The field emission emitter may have very high luminous efficiency and luminescence by making a point of the field emission material of which a radius is less than about 100 nanometers high-integrated to 104 -105 Tips/mm2, and thus is thought as a very suitable display device for the embodiment of wall television sets owing to a low voltage consumption.
Besides, even though silicon has a low melting point and electric conductivity, the applicability is gradually increased by the variety of the microfabrication technology that can facilitate fabrication of sharp emitter tips by means of silicon.
FIG. 1 illustrates a preferred embodiment of a typical structure of the silicon field emission emitter. A reference numeral, 11 indicates a silicon substrate doped with impurities of high density and having high conductivity. Also, a cone-shaped emitter 17 is formed within a cavity 15 in an insulating layer 13 on the silicon substrate 11. And a gate electrode 19 made of a molybdenum thin film is deposited on an insulting layer 13.
FIG. 2 shows a perspective view of a prior art display using the field emission emitter as the electron sources ( Refer to Japan Patent Unexamined Publication Sho 61-221783).
Referring to FIG. 2, an emitter electrode 21 doped with impurities of high density is formed on the silicon substrate 20 in accordance with the directions of columns 22, and a cone-shaped field emission emitter 26 and an insulting layer 23 is formed on the emitter electrode 21. Also, a plurality of gate electrodes 25 is formed on the insulting layer 23 in accordance with the directions of rows 24. Cavities or holes 15 are formed at the opposite side of the cone-shaped field emission emitter 26 of the gate electrode 25.
Meantime, on an upper substrate 27, a transparent conductive layer 29 and a fluorescent layer 28 are respectively deposited to be fixed to the upper substrate 27 in a beta configuration.

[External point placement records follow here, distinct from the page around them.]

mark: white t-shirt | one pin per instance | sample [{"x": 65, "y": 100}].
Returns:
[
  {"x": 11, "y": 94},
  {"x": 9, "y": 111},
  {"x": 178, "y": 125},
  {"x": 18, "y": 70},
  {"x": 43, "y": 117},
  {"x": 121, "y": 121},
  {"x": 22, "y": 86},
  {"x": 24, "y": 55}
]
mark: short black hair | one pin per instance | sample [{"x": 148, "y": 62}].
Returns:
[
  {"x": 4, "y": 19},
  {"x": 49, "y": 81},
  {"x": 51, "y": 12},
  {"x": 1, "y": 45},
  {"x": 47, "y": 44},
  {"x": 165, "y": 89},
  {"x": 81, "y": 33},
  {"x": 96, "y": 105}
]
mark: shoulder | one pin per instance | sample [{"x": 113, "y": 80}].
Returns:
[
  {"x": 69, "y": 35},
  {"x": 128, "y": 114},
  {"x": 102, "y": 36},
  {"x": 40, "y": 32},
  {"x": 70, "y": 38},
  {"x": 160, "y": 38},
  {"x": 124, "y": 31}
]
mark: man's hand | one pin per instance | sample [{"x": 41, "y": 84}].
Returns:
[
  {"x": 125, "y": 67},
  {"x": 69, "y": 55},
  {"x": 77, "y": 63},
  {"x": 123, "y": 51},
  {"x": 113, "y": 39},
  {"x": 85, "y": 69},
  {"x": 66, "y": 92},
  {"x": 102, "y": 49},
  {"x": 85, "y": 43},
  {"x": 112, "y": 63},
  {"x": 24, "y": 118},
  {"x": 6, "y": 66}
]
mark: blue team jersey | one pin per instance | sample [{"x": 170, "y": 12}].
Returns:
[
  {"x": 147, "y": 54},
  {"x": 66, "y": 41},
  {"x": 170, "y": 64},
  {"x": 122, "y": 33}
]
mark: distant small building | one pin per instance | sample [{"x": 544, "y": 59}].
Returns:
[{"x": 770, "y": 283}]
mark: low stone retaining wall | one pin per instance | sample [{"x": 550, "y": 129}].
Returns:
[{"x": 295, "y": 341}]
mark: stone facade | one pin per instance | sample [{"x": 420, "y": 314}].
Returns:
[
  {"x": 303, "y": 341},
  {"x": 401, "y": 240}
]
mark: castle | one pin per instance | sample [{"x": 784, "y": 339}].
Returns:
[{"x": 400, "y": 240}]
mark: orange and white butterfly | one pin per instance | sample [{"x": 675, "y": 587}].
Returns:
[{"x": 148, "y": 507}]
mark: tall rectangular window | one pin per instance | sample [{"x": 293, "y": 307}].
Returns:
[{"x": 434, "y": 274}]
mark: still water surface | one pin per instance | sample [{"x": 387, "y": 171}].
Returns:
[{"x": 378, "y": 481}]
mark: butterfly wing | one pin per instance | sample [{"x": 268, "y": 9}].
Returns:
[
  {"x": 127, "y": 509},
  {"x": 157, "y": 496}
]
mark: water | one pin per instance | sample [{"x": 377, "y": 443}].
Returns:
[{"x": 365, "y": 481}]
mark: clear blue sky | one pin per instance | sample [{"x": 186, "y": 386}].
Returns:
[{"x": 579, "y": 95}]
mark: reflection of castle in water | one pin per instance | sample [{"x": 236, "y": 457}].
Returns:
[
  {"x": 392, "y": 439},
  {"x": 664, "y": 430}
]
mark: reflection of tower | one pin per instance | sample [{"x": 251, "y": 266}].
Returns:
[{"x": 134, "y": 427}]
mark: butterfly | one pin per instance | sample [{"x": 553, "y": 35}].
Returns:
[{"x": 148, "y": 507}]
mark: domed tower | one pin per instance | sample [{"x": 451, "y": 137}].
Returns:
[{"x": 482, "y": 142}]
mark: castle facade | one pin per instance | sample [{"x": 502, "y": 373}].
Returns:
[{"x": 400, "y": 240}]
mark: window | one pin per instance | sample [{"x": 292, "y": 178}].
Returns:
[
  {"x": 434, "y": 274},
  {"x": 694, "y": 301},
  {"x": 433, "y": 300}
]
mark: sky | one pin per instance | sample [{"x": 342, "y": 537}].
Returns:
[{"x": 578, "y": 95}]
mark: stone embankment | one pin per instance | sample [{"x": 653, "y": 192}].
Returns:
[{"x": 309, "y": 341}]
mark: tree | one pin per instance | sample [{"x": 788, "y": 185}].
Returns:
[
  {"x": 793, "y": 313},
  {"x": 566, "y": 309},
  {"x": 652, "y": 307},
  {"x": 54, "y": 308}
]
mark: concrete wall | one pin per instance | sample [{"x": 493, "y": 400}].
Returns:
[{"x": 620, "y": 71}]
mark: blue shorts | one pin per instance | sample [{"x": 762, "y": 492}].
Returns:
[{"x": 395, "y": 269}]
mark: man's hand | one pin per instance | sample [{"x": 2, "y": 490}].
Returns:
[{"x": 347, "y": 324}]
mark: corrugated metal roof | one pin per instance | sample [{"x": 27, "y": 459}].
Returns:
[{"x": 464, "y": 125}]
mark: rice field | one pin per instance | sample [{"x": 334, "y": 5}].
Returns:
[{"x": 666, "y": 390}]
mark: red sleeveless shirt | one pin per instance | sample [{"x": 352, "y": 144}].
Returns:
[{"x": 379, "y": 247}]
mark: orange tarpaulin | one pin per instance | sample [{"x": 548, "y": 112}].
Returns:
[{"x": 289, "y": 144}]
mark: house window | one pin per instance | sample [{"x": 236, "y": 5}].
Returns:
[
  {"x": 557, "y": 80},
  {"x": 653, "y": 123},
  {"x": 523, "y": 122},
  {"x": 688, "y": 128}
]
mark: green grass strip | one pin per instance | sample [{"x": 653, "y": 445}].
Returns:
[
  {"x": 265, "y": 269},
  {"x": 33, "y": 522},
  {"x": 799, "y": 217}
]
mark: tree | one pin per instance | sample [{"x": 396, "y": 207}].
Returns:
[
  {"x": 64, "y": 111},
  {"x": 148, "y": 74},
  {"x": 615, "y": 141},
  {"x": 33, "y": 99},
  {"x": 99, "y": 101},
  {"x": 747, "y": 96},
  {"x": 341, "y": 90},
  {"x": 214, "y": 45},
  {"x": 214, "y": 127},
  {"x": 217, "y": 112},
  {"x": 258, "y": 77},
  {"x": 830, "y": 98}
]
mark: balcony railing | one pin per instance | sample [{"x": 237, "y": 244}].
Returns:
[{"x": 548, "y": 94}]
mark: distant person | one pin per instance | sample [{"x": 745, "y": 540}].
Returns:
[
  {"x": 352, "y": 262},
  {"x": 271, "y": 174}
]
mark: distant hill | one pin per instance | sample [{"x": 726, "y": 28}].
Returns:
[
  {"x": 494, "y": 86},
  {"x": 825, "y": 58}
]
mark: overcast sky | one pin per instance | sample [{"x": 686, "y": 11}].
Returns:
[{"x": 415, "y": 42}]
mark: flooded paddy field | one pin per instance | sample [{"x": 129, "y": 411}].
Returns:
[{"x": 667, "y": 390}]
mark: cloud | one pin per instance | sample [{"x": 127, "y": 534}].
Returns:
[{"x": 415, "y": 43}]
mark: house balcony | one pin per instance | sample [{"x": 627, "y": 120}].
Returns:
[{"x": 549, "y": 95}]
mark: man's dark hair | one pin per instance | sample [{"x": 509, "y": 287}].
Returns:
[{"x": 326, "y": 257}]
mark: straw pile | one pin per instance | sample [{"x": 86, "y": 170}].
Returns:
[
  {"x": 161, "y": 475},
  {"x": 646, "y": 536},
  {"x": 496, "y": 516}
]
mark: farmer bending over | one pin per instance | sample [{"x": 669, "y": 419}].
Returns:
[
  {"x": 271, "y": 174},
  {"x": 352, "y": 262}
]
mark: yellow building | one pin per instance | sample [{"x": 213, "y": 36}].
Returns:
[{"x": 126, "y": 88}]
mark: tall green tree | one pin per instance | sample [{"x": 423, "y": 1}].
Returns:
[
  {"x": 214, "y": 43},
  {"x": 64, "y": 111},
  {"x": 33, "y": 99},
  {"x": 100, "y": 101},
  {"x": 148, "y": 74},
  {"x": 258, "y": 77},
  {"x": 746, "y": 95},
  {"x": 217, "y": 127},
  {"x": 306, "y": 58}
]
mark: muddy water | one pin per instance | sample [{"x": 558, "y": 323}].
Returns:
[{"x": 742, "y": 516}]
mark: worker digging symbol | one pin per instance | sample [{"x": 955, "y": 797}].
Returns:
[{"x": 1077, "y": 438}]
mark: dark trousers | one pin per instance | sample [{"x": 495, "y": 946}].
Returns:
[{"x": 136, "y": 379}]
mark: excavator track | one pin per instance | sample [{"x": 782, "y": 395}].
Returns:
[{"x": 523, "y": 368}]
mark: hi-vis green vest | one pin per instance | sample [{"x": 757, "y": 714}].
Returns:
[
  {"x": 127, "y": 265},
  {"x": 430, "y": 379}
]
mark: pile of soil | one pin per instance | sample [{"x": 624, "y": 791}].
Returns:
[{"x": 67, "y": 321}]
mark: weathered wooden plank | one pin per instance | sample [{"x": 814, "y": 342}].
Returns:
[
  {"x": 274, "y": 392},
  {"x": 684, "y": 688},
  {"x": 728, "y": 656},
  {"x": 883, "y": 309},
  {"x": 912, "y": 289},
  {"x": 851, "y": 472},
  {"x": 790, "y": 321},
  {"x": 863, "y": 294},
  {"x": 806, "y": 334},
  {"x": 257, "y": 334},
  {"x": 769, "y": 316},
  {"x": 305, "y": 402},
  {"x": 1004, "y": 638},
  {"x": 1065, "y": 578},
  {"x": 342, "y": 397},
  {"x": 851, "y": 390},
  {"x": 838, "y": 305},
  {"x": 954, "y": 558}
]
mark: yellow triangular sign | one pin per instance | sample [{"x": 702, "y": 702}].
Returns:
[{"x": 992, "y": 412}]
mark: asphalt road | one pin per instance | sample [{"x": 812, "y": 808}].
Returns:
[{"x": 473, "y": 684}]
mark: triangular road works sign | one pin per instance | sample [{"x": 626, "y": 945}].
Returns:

The lower substrate 20 and the upper substrate 27 together with a spacer (not shown) form an outside of a vacuum tube.
The operation of the above-mentioned display is as follows:
Positive electric potential is applied to the transparent conductive layer 29. Responsive to a display signal, predetermined electric potential difference is given between the emitter electrode 21 in the columns 22 and the gate electrode 25 in the rows 24. An appropriate electric field is formed between the gate electrode 25 and the cone-shaped field emission emitter 26, such that electrons are emitted from a cone-shaped tip. The electron is emitted from the cavity 15 of the gate electrode 25 to the fluorescent layer 28, then the fluorescent layer 28 radiates.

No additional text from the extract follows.